Back to our date night. My husband had booked tickets to see the Illusionists at the Shaftsbury Theatre. We wouldn’t normally take Gibson on this kind of night out and in the past, have asked a family member or friend to look after him for the evening. However, being Boxing Night, most people we would normally ask already had plans. My husband decided the best option would be to take Gibson with us. I have to be honest, my heart sank a little when he said this. The feasibility of finding a suitable, well lit restaurant with lots of space, accessible toilets, with staff who would understand we needed a table with a little extra space (and not just shove us in the corner so we are out of the way) in Covent Garden on a Saturday night seemed slim to say the least.

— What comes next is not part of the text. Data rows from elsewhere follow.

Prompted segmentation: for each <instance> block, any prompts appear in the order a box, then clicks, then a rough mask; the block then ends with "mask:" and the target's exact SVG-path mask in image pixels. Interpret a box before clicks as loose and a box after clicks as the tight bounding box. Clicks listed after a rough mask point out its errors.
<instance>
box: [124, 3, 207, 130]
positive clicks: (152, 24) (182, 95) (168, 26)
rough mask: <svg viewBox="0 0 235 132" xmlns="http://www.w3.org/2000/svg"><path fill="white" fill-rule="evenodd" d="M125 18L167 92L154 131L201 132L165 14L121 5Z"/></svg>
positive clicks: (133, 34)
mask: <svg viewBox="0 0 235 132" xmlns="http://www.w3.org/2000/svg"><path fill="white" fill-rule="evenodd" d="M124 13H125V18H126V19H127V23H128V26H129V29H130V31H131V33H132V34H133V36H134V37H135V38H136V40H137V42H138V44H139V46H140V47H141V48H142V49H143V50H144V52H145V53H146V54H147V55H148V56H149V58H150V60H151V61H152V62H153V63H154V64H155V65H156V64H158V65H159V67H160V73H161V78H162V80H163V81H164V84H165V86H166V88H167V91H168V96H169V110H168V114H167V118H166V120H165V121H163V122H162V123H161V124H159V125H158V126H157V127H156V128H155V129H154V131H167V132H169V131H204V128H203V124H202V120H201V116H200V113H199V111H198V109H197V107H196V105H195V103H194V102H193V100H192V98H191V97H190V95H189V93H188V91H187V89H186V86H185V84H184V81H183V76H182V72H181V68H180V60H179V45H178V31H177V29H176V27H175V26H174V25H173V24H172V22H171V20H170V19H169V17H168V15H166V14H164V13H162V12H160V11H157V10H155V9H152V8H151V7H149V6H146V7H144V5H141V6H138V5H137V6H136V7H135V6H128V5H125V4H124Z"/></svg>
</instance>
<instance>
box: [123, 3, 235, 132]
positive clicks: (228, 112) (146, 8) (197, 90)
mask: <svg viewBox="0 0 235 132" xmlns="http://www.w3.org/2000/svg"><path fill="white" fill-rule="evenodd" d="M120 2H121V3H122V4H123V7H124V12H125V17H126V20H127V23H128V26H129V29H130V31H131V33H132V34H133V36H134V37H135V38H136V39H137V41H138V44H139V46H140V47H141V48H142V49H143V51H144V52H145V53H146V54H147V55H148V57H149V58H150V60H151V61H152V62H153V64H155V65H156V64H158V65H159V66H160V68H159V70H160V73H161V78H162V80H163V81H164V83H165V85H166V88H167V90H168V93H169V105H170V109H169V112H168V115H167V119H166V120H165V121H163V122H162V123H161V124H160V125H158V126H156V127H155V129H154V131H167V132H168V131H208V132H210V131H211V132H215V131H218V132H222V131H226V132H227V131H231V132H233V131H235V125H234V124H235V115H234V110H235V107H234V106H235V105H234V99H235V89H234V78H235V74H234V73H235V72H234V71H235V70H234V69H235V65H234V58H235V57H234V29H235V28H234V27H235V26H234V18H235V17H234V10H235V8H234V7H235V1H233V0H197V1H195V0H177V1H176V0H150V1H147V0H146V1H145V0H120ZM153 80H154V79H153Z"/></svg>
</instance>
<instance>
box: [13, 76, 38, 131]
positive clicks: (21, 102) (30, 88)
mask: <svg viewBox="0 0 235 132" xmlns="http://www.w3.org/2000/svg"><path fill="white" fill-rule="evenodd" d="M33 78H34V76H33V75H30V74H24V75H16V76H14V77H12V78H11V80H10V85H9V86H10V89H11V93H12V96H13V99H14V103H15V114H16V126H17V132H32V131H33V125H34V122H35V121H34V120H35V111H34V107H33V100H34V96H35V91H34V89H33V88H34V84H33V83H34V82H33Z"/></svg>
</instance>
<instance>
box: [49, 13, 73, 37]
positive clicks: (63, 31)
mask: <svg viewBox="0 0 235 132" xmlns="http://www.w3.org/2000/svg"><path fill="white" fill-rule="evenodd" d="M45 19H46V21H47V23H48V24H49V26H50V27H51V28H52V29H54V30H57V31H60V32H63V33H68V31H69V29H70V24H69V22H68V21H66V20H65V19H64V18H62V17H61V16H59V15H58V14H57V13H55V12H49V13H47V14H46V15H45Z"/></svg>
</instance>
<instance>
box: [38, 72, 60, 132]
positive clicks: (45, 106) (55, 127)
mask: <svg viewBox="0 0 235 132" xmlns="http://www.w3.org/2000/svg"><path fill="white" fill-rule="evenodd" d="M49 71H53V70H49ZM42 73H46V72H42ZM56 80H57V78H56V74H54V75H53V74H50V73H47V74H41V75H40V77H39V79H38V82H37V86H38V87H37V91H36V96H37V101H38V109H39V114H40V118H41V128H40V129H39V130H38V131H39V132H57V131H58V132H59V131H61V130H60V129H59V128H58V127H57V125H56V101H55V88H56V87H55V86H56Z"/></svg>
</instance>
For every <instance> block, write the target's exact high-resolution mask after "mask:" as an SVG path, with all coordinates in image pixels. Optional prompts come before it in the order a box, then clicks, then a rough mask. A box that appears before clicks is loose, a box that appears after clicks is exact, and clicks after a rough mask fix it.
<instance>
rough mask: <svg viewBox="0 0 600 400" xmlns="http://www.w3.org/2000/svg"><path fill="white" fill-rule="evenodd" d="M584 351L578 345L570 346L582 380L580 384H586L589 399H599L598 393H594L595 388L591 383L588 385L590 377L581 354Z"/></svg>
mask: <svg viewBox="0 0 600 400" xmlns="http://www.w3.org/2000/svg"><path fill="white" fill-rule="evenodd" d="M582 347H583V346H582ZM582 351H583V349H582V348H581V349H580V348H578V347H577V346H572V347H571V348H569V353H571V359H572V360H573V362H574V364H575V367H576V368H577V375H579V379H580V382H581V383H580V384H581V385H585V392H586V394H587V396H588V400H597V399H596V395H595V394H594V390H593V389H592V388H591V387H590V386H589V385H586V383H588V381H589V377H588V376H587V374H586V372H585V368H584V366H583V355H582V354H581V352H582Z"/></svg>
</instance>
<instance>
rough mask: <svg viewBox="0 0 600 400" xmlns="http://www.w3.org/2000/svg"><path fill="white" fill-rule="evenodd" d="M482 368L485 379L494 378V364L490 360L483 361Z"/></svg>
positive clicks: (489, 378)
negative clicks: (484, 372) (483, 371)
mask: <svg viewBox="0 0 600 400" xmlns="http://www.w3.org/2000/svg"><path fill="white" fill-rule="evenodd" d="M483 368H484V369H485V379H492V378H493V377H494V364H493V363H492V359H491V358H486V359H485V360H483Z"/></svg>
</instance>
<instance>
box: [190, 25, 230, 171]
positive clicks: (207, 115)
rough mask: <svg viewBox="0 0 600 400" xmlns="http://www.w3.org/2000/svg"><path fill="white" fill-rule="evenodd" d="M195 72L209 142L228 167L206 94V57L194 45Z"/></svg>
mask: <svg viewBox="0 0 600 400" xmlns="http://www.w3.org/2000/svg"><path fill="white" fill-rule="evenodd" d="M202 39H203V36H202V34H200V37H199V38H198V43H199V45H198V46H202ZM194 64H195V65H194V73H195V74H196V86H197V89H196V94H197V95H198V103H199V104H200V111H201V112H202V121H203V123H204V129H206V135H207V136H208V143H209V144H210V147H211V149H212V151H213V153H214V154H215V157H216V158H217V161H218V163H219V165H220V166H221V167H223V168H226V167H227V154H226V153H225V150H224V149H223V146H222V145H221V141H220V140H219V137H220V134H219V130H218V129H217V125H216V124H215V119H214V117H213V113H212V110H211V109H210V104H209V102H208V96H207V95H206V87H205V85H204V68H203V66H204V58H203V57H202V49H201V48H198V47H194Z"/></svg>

And what the hell would we do with the dog during the show?

According to my husband, the theatre had been completely ‘on the ball’ when he booked the tickets and offered a service whereby they would look after Gibson during the performance. The sceptic in me imagined this to be utter bullshit and I had visions of us not being allowed into the theatre and me ‘dog-sitting’ Gibson while my husband relaxed and enjoyed the show.

The reality couldn’t be further from what I had imagined.

Firstly, we chose to go to the Central St Giles branch of Byron Burgers. This was mainly because the restaurant was bright, spacious and airy (big mental tick). I opened the door and prepared myself for the usual ‘no dogs allowed’ greeting. Imagine my surprise when the waitress looked at Gibson, looked at my husband and I and simply asked ‘table for two?’ The staff had obviously had training because the service really was faultless.

After such a positive experience, it was then time to go to the show. Like at the restaurant, the staff at the Shaftsbury Theatre were incredible. The staff looked after Gibson during the performance and even took him out for a couple of walks while the performance was on. At the end, Gibson was waiting for us in the foyer, all harnessed up and ready to go.

During the drive home, I happily reflected on a fabulous night out. How amazing it was to have such a stress-free evening. To be treated like human beings and not to be made to feel like you are an inconvenience seems like such a simple thing to expect but people so often get it wrong. Just a little bit of awareness training really can make a world of difference.

So, to the staff of Byron Burgers and the Shaftesbury Theatre. A big thank you from me for getting it so right. I’m not sure if you realise but you totally made my night.